Officers, some in riot gear, confronted the crowd, which had as many as 100 people at one point, The Milwaukee Journal Sentinel reported. It also said that the crowd attacked its reporters and a photographer.
Arrests were being made as officers tried to disperse the crowd, the police said on Twitter. The clash comes after a series of tense episodes in Milwaukee involving residents and police, including one just before the Fourth of July weekend near Sherman Park.
The violence erupted after the police said an officer killed an alleged armed Black suspect. The police said two uniformed officers stopped two people in a car at about 3:30 p.m. on Saturday. The police did not provide details on why the car was stopped. Mayor Tom Barrett simply said the police stopped a "suspicious vehicle" but did not provide any details about why it was suspicious.
According to cops, both occupants ran from the car.

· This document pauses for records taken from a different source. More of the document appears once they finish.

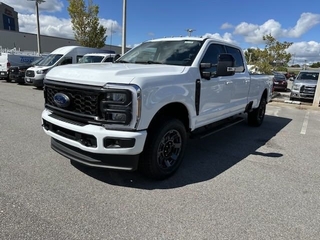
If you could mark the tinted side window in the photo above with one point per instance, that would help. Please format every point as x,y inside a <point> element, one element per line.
<point>78,58</point>
<point>66,60</point>
<point>236,53</point>
<point>211,56</point>
<point>109,59</point>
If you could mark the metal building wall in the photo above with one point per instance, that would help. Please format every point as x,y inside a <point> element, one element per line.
<point>28,42</point>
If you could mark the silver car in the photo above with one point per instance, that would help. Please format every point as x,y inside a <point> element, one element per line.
<point>304,86</point>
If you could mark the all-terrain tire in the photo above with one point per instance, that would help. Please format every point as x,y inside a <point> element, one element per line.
<point>256,117</point>
<point>164,149</point>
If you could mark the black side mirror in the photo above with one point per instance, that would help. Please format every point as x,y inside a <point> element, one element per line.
<point>225,66</point>
<point>116,57</point>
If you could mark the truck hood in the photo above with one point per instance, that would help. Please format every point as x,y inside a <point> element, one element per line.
<point>98,74</point>
<point>305,82</point>
<point>35,68</point>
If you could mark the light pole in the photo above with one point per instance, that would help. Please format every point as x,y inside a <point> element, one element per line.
<point>124,26</point>
<point>38,24</point>
<point>190,31</point>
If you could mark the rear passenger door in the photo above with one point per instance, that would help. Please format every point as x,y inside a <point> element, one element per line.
<point>214,93</point>
<point>240,82</point>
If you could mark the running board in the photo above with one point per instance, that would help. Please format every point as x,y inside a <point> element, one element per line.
<point>216,127</point>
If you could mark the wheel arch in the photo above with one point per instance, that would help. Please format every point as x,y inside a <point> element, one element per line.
<point>176,110</point>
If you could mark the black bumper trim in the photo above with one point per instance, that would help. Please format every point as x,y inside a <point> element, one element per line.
<point>120,162</point>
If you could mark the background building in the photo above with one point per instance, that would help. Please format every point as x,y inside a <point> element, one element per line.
<point>11,38</point>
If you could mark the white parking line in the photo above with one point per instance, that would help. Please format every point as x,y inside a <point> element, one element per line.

During the pursuit, an officer shot one man, who was armed with a semiautomatic handgun, the police said. The gunman, described by the police as a 23-year-old Black man died at the scene. His name was not released. The police did not share any details from any police reports created about the incident. The police did not say what happened to the other man.
Milwaukee Police Assistant Chief Bill Jessup told the Milwaukee Journal-Sentinel newspaper it wasn't clear if the gun was pointed at the officer [which would mean the gun was in the dead man's hand?].
"Those additional facts will come out in the coming days," Jessup said. He told the paper, "That officer had to make a split-second decision when the person confronted him with a handgun." [MORE]
However, during his midnight press conference, Mayor Barrett said the officer pursuing the 23-year-old man ordered him to drop his gun. The man didn't and the officer fired several times, the mayor said.
The man was hit twice, once in the chest and once in the arm. He said police determined there were 23 rounds in the man's gun.
The handgun was taken in a burglary in March, the police said. The officer was not named, but officials said he was 24 and had been an officer for three years. He was placed on administrative duty. [MORE]
Barrett said the officer had a body camera and Barrett said he believes the body camera was operational at the time of the shooting. Cops have not released any video.